About
Song Yu is an interior designer who transforms spaces through strategic storytelling and precise design.
Balancing cultural heritage with contemporary relevance, Song Yu creates interiors that engage users, elevate experiences and deliver measurable impact.
Her work integrates concept, functionality and materiality to produce spaces that are both purposeful and memorable.
Located in Jalan Besar, a district once shaped by hardware stores and traditional trades, the area is gradually losing its identity as craft practices decline and younger generations disengage. This has resulted in a fragmented streetscape where heritage lacks visibility and relevance.
Second Shape responds to this by reactivating craftsmanship as a contemporary social experience through open workshops, interactive stations and flexible retail spaces that render the process of making visible and engaging. Elderly residents act as docents and storytellers, sharing personal histories while attracting tourists through culturally immersive experiences rooted in local heritage.
Through a day-to-night transformation—from production and learning spaces to a vibrant craft market—the project bridges tradition and contemporary practices, repositioning craftsmanship as an evolving identity within Singapore’s cultural tourism landscape.
By day, workshops are hosted in the space for active elderly residents to be engaged and trained as future docents, preserving and transferring craft knowledge.
By night, it transforms into a quick craft area, inviting tourists to customise their own pieces through simplified traditional techniques, turning heritage into an accessible, hands-on experience.
The reception marks the entry into the craft ecosystem, blending material references of Jalan Besar’s hardware heritage with contemporary design.
Functioning as both an information hub and a storytelling space, it introduces visitors to workshops and markets, while elderly docents share about local histories, grounding the experience in memory and transformation.
The workshop anchors daytime learning, where elderly craftsmen lead hands-on sessions, transferring traditional skills to younger generations.

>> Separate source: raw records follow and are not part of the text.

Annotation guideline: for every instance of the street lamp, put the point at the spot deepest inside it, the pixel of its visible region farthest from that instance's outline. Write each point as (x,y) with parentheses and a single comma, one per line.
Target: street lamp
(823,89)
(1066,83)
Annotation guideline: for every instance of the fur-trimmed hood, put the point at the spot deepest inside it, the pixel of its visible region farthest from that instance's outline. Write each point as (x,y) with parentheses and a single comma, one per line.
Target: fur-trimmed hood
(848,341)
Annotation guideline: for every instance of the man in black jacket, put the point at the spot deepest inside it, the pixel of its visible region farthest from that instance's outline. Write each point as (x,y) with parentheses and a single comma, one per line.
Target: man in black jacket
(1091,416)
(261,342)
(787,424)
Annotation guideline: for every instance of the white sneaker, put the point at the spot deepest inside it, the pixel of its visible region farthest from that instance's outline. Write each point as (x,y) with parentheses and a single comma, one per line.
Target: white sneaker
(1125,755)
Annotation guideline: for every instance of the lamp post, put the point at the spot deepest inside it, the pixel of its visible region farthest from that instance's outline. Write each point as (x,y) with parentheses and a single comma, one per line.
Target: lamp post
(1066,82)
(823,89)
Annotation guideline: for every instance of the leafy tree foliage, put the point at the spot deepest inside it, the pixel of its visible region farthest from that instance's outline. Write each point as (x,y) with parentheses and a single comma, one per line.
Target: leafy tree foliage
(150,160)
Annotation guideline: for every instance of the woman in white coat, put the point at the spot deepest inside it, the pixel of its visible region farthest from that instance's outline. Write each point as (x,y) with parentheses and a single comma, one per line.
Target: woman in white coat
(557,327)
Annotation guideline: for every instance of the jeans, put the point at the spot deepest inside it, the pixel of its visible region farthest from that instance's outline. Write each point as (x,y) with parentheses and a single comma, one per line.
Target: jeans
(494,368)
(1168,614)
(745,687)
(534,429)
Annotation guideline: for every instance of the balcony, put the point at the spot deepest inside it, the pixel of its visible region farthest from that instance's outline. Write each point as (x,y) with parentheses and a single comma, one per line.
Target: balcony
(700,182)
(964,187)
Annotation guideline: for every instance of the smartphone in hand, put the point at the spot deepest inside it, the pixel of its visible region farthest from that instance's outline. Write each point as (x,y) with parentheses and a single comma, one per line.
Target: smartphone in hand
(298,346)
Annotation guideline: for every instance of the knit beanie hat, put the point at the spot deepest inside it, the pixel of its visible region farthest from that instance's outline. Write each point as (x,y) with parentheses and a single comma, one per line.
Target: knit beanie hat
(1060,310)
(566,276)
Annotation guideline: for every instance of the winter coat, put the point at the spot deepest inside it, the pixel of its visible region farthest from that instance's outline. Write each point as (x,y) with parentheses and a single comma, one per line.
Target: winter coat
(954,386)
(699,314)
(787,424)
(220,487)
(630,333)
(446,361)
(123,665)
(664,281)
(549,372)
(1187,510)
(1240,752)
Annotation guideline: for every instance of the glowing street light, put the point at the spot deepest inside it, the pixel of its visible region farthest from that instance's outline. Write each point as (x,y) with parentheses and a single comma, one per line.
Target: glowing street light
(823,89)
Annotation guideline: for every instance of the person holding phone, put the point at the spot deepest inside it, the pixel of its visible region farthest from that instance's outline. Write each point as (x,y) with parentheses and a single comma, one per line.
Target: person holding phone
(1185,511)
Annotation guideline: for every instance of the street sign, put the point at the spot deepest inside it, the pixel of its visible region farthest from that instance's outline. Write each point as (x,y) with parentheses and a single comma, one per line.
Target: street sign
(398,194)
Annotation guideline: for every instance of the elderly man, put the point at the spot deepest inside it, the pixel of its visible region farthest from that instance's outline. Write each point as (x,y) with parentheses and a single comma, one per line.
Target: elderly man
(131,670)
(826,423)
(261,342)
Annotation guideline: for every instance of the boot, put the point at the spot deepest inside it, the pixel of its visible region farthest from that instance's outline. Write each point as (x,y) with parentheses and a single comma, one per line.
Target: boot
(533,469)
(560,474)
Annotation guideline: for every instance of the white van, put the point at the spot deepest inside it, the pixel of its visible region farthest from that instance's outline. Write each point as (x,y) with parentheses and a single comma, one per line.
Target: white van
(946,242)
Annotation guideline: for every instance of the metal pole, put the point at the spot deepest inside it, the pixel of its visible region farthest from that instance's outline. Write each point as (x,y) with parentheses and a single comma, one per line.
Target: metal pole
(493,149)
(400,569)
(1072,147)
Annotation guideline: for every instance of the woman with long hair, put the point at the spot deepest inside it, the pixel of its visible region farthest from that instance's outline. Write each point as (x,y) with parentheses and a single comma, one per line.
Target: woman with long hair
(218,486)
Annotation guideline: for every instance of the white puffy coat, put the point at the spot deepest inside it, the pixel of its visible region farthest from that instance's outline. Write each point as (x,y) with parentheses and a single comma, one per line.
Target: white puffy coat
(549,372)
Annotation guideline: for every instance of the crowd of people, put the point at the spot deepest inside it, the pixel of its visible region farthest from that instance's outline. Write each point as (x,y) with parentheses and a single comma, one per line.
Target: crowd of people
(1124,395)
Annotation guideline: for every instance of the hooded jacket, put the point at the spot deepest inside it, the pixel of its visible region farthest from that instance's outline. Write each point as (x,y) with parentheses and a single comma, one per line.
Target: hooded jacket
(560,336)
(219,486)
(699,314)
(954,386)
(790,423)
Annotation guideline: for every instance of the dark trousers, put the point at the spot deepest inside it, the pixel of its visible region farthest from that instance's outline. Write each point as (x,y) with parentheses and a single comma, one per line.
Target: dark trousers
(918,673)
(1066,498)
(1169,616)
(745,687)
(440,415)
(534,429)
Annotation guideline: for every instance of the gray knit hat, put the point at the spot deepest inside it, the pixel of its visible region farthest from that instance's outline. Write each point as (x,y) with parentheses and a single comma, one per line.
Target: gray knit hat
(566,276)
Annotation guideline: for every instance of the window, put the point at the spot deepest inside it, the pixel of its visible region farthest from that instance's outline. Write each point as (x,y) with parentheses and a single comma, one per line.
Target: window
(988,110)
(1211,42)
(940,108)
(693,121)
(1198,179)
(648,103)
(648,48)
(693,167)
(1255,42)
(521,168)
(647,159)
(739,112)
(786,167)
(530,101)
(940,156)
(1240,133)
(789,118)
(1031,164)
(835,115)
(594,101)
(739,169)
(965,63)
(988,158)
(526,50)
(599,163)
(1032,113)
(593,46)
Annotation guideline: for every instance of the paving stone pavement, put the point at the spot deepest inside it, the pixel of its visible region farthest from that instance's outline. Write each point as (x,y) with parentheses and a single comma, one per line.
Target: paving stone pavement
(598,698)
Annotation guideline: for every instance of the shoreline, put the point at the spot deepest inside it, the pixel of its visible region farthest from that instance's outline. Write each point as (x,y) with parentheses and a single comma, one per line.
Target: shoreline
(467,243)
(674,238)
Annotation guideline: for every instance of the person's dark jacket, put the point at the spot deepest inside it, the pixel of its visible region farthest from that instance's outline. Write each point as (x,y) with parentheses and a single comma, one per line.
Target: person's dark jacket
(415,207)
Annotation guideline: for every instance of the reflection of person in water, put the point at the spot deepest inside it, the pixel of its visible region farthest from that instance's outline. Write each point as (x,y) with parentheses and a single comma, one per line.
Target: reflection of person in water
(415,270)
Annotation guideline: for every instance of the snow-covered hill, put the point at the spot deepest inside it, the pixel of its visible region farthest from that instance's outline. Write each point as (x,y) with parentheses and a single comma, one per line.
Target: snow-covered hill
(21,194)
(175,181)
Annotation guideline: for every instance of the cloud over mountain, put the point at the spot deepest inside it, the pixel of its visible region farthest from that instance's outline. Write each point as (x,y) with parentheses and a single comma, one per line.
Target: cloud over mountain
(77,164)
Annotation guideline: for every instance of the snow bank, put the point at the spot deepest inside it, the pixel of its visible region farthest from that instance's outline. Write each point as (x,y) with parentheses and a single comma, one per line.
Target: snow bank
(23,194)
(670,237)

It fosters intergenerational exchange, transforming making into a shared social experience while sustaining Jalan Besar’s craft heritage through active participation.
The overall atmosphere undergoes a metamorphosis from a warm, welcoming ambience to a cooler, more refined tone.
This transition is expressed through materiality—shifting from darker, tactile finishes such as dark concrete and Corten steel on the left, to lighter concrete and cooler metal surfaces on the right.